Adanya Stigma dan diskriminasi di masyarakat pada penyintas TB dan lainnya.

Ketua Yarsi TB Care ini menambahkan peringatan Hari Tuberculosis Dunia kali ini di Universitas Yarsi diisi serangkaian kegiatan pada remaja dalam bentuk lomba poster dan lomba tiktok serta seminar hybrid dengan tema:  ” Yes ! We Can End TB”.  Peran Generasi Muda Dalam Membantu Mengakhiri Penyakit Tuberkulosis.

Sedangkan ingin dicapai Universitas (Yarsi TB Care) dalam kegiatan ini, mengajak generasi (kaum) muda aware akan penyakit TB dan berperan menanggulangi TB di Indonesia.

Menurutnya banyak kegiatan dapat dilakukan generasi muda membantu program pemerintah dalam mengeliminasi TB, misalnya anak muda menjadi agen perubahan dengan cara mengedukasi masyarakat, keluarga dan teman sebaya mengenai penyakit TB.

Selain itu, keterlibatan anak muda memanfaatkan media sosial sebagai media menyebarkan informasi dan edukasi terkait TB dengan bahasa lebih sesuai dengan generasi muda dan tampilan lebih menarik.

Selanjutnya dapat membantu dalam melakukan kegiatan IK (investigasi kontak) secara langsung kepada kontak serumah dan kontak erat pasien.

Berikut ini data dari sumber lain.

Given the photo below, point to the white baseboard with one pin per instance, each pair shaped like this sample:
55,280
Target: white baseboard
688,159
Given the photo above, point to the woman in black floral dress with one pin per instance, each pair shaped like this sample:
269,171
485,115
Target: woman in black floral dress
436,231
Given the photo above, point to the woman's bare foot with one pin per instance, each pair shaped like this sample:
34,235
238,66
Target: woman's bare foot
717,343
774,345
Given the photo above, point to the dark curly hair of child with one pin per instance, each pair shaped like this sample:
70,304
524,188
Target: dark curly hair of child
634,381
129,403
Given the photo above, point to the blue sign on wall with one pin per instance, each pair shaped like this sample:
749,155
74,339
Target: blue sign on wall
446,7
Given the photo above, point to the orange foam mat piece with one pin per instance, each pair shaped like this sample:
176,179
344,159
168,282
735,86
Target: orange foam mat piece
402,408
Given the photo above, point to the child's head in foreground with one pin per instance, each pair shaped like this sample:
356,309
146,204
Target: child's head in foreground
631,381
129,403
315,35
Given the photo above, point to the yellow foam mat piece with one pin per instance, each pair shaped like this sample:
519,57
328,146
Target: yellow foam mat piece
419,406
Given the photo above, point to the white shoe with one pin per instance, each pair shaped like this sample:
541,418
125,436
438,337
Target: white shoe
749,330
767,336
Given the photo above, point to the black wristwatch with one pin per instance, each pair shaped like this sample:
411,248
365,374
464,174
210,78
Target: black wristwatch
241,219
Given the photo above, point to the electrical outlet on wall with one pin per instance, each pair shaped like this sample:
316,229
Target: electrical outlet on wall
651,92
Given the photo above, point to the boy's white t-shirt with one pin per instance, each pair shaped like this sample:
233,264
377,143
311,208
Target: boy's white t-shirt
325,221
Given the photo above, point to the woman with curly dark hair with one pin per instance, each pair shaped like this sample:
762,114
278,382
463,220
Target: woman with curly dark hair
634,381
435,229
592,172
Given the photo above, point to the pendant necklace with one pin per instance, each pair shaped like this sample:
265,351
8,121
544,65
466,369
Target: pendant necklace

Kaum muda bisa juga melakukan penelitian terkait TB.  Mengurangi Stigma dengan mendukung pasien TBC dan keluarganya dengan memerangi stigma dan diskriminasi di masyarakat. “Bahkan kaum muda dapat melakukan advokasi pemangku kebijakan terkait TBC,” ujar Ibu  Doktor berhijab.

Doktor Helwiah juga menerangkan tentang Yarsi TB Care, salah satu pusat di Universitas Yarsi fokus pada penyakit tuberkulosis didirikan 2 September 2009 berdasarkan surat keputusan rektor di bawah pengawasan wakil rektor III.

Sejak berdiri Yarsi TB Care telah melaksanakan berbagai kegiatan menunjang program Pemerintah untuk penanggulangan penyakit TBC. Kegitan-kegiatan ini melibatkan civitas akademika di lingkungan Universitas Yarsi  bekerjasama dengan berbagai mitra. Yarsi TB Care memiliki tenaga profesional dari berbagai disiplin ilmu yang juga merupakan dosen Universitas Yarsi .

Pada masa pandemi Covid-19 Yarsi TB Care melaksanakan Pengabdian pada masyarakat dengan melakukan pelatihan pada kader  menggunakan dana hibah internal, semua kegiatan ini full online dengan melakukan webinar.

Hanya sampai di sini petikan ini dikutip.